Et si les matchs de foot sont hasardeux, cela veut dire que les compétitions le sont aussi ! Dans son livre “La science du football”, Wesson simule un championnat où toutes les équipes ont exactement le même niveau, c’est à dire la même probabilité de gagner un match. Malgré cela, un écart de points considérable existe entre l’équipe qui arrive première et l’équipe qui arrive dernière : 67 points pour la première, 31 pour la dernière ! Tout ça uniquement dû au hasard. Pire que ça, Wesson refait la simulation mais en introduisant une équipe plus forte que toutes les autres. Cette équipe ne finit même pas première mais en deuxième position à cause de ces effets aléatoires. On est même capables de calculer la probabilité qu’une équipe ayant gagné le championnat soit réellement la meilleure à partir des écarts de points avec ses concurrentes. En 1993 par exemple, Manchester United gagne le championnat anglais avec 10 points d’avance sur le 2e, Aston Villa. En foot, 10 points d’avance on considère ça comme un gros écart, et on dira que Manchester a bien mérité son titre. Pourtant, la probabilité qu’elle fut la meilleure équipe cette année-là était de seulement 68%. On comprend un peu mieux pourquoi ce nombre quand on sait que l’issue de 28 des 42 matchs qu’elle a joués cette saison aurait pu être changée par un seul but… Pour être sûr qu’une équipe est vraiment au-dessus du lot, il faut regarder ses résultats sur plusieurs saisons, et cette fois-ci, avec 7 championnats gagnés dans les 9 années qui ont suivi, la probabilité que Manchester United était la meilleure équipe sur cette période passe à 99,99%.

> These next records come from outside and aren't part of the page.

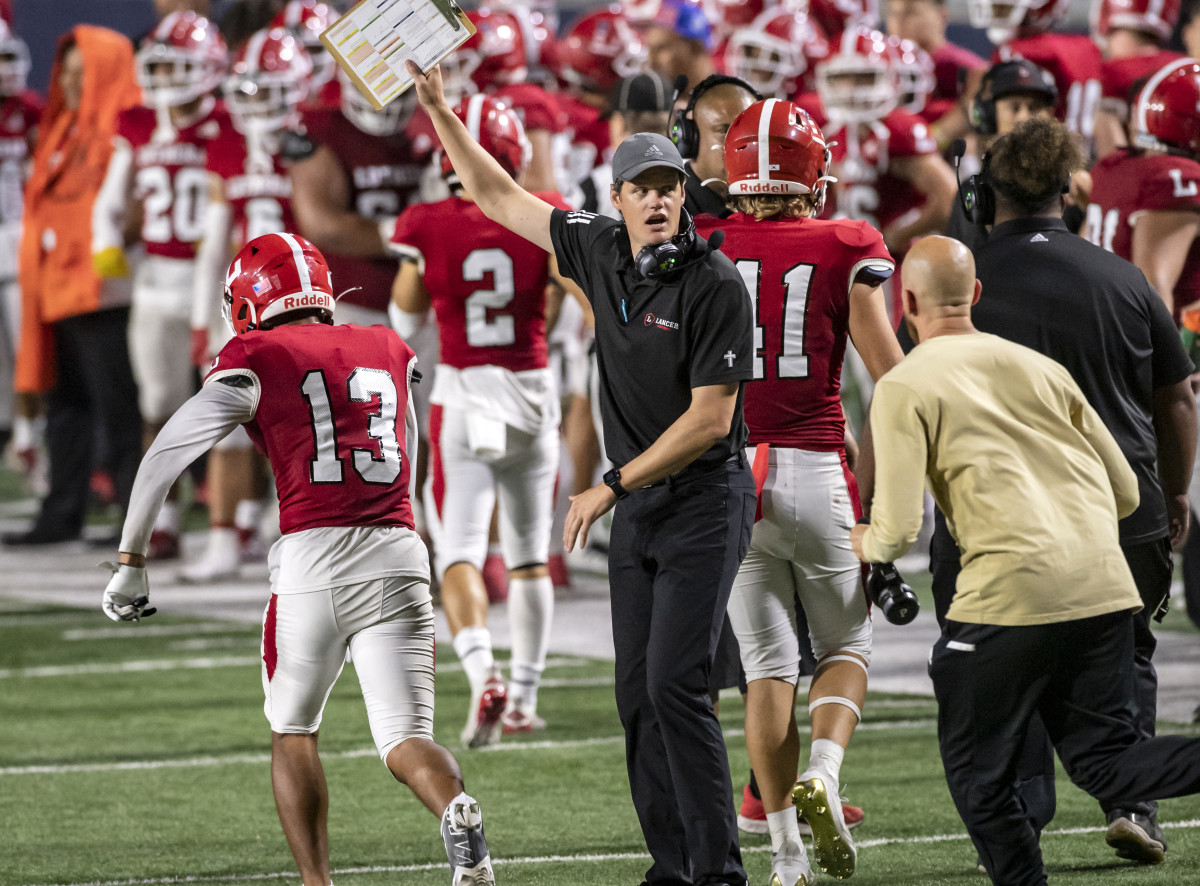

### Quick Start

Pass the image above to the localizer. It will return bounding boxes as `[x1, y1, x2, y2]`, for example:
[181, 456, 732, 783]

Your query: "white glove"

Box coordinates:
[100, 562, 157, 622]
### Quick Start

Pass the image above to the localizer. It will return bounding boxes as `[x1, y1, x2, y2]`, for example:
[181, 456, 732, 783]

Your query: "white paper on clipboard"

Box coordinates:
[320, 0, 477, 111]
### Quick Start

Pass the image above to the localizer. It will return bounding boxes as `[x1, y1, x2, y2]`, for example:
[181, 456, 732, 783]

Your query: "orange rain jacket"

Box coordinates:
[14, 26, 140, 393]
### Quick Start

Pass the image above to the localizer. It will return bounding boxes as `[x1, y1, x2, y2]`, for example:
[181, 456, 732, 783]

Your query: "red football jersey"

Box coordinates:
[205, 115, 296, 250]
[118, 100, 227, 259]
[995, 33, 1102, 138]
[695, 212, 894, 450]
[389, 192, 570, 371]
[492, 82, 564, 134]
[0, 90, 39, 227]
[931, 40, 986, 104]
[1087, 148, 1200, 322]
[827, 110, 939, 233]
[301, 106, 433, 312]
[206, 323, 417, 535]
[1101, 49, 1185, 102]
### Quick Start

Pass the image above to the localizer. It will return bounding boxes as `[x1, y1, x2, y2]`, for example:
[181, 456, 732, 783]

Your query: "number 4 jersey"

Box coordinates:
[206, 323, 418, 535]
[696, 212, 894, 450]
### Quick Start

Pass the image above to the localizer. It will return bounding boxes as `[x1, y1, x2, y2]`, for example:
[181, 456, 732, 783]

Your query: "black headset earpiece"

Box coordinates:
[634, 208, 698, 278]
[668, 74, 762, 161]
[961, 152, 995, 227]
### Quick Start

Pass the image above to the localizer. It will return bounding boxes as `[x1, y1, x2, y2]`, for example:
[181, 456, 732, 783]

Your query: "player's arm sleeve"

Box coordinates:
[860, 379, 929, 563]
[91, 137, 133, 258]
[1070, 384, 1140, 519]
[119, 372, 259, 556]
[688, 276, 754, 387]
[191, 176, 232, 333]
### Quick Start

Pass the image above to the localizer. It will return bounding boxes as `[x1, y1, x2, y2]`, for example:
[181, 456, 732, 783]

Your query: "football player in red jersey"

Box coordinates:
[91, 10, 228, 560]
[696, 98, 902, 885]
[440, 7, 563, 193]
[554, 6, 646, 207]
[886, 0, 987, 149]
[816, 26, 956, 319]
[185, 27, 312, 582]
[101, 233, 498, 886]
[0, 16, 41, 462]
[809, 0, 880, 40]
[1087, 58, 1200, 322]
[1091, 0, 1184, 158]
[390, 95, 571, 746]
[969, 0, 1103, 143]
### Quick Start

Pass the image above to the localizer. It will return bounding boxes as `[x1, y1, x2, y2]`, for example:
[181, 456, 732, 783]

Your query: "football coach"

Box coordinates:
[406, 62, 756, 886]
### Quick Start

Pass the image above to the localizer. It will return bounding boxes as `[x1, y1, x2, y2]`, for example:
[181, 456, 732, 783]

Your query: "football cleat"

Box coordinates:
[770, 841, 816, 886]
[793, 770, 857, 879]
[500, 705, 546, 734]
[739, 782, 864, 837]
[441, 796, 496, 885]
[462, 668, 508, 749]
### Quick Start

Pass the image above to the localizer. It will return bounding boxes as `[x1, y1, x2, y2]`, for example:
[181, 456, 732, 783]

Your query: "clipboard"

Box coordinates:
[320, 0, 476, 112]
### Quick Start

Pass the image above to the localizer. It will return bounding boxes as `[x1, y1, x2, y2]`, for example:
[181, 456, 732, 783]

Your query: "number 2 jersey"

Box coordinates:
[696, 212, 894, 451]
[207, 323, 418, 535]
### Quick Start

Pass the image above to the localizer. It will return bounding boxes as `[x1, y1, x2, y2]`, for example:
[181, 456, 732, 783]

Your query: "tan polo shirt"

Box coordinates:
[861, 332, 1143, 626]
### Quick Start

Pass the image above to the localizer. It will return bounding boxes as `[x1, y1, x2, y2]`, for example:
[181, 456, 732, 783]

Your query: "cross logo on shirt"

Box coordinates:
[724, 351, 736, 367]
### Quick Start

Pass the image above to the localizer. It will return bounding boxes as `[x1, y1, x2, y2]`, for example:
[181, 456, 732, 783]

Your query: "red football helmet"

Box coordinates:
[967, 0, 1071, 44]
[726, 98, 836, 213]
[557, 6, 648, 92]
[223, 233, 335, 335]
[725, 9, 828, 98]
[136, 11, 227, 108]
[0, 17, 28, 97]
[485, 0, 558, 75]
[441, 93, 531, 183]
[224, 28, 312, 135]
[808, 0, 878, 38]
[271, 0, 338, 89]
[1133, 57, 1200, 158]
[461, 9, 529, 93]
[885, 34, 934, 114]
[816, 26, 899, 123]
[1091, 0, 1180, 45]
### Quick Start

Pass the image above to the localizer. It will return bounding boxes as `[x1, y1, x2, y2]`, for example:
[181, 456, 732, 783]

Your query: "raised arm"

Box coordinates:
[406, 61, 555, 252]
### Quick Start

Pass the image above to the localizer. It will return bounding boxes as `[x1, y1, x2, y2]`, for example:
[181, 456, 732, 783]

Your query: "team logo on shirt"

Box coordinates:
[644, 312, 678, 331]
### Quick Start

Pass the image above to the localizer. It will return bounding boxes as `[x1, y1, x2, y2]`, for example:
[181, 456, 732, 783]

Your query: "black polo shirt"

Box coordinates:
[550, 207, 753, 471]
[973, 216, 1194, 544]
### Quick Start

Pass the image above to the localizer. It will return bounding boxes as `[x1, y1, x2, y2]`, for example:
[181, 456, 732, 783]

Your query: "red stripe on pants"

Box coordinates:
[263, 593, 279, 681]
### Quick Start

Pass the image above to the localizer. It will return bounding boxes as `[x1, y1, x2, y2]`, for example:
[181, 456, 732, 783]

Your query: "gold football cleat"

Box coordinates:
[793, 775, 857, 879]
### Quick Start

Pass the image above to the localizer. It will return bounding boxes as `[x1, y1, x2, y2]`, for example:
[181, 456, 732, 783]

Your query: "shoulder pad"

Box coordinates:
[216, 373, 255, 388]
[279, 130, 316, 162]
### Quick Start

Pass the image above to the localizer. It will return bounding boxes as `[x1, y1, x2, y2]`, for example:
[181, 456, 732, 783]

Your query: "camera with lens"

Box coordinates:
[866, 561, 920, 625]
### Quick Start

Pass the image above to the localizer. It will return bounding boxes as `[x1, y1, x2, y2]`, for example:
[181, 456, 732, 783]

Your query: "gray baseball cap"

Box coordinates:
[612, 132, 688, 183]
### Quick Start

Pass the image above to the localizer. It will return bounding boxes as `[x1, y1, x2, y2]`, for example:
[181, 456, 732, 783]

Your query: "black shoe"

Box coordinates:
[1, 526, 82, 546]
[1105, 811, 1165, 865]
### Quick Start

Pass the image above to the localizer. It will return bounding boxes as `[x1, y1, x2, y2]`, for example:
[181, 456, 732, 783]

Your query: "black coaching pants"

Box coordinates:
[608, 457, 755, 886]
[931, 610, 1200, 886]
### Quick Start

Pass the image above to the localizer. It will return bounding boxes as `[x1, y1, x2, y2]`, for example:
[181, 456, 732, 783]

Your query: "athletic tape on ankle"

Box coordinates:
[808, 695, 862, 722]
[816, 654, 869, 675]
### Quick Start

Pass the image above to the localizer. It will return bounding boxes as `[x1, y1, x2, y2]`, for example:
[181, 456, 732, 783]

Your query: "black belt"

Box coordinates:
[644, 451, 746, 489]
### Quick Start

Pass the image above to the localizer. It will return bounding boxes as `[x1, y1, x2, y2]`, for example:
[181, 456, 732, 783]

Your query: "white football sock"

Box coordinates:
[453, 625, 494, 696]
[235, 498, 263, 531]
[808, 737, 845, 780]
[767, 807, 803, 854]
[507, 575, 553, 709]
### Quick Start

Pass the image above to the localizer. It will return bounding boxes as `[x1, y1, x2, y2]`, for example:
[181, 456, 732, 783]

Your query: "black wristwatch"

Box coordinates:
[603, 467, 630, 500]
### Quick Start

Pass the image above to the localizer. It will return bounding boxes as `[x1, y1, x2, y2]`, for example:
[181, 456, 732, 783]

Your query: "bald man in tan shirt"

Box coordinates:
[850, 237, 1200, 886]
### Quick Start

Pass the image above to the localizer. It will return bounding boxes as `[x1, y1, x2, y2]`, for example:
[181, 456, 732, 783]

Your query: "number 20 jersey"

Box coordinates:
[389, 193, 570, 371]
[696, 212, 894, 451]
[205, 323, 417, 535]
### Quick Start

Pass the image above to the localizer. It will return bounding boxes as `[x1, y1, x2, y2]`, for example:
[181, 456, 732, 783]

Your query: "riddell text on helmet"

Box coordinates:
[283, 294, 332, 310]
[736, 182, 800, 193]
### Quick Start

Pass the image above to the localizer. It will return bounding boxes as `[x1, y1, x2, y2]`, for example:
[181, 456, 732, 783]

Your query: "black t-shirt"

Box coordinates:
[973, 216, 1194, 544]
[683, 162, 732, 219]
[550, 207, 753, 471]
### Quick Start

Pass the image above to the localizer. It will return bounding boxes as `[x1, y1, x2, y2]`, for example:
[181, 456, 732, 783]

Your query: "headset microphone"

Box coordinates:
[706, 229, 725, 252]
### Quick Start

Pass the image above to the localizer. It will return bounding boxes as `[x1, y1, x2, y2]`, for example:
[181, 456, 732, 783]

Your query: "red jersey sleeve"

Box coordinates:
[1136, 155, 1200, 214]
[883, 111, 938, 158]
[204, 335, 254, 384]
[389, 203, 433, 270]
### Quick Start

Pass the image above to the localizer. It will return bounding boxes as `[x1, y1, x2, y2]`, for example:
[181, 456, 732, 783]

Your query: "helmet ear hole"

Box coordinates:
[237, 304, 248, 321]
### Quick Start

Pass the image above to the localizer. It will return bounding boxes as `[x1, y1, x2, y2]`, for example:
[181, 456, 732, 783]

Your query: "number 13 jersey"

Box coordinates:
[696, 212, 893, 451]
[205, 323, 418, 534]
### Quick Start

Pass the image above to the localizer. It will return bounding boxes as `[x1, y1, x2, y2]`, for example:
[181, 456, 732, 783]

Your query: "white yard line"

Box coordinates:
[61, 623, 257, 641]
[18, 820, 1200, 886]
[0, 721, 938, 776]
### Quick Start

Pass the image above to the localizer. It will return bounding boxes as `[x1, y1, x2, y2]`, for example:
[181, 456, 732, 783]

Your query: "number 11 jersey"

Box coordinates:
[206, 323, 417, 534]
[696, 212, 893, 451]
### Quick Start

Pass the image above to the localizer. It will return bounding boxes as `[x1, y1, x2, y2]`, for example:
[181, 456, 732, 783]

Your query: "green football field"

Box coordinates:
[1, 599, 1199, 886]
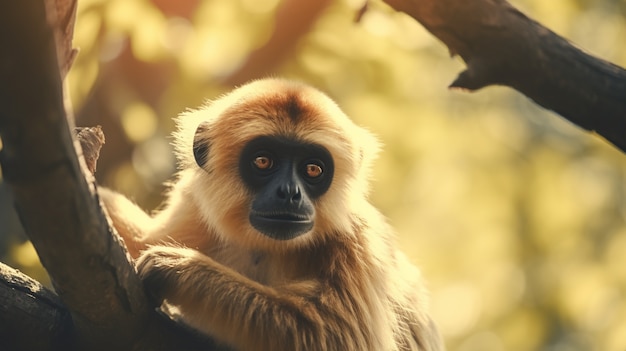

Le foot est donc un sport où le hasard joue un rôle important parce que très peu de buts y sont marqués. Ça serait facile d’y remédier, il suffirait d’agrandir les buts. C’est possible en théorie, on a déjà changé les règles du foot par le passé, par exemple dans les années 90 on a interdit aux gardiens de récupérer à la main une passe d’un de leurs coéquipiers parce qu’on trouvait le jeu trop défensif. Mais certains diront que le hasard dans le foot est un point positif, et que c’est précisément l’incertitude qui règne dans ce sport qui fait qu’il est agréable à regarder, et que des petites équipes peuvent battre des grosses. C’est sûrement vrai, et quand on voit la popularité actuelle du foot, on comprend que beaucoup ne voudront pas toucher à ses règles. En attendant, on continuera à voir des équipes méritantes se faire battre par d’autres qui ne l’ont pas mérité, et des compétitions où on ne sera jamais sûrs que l’équipe qui a gagné était vraiment la meilleure.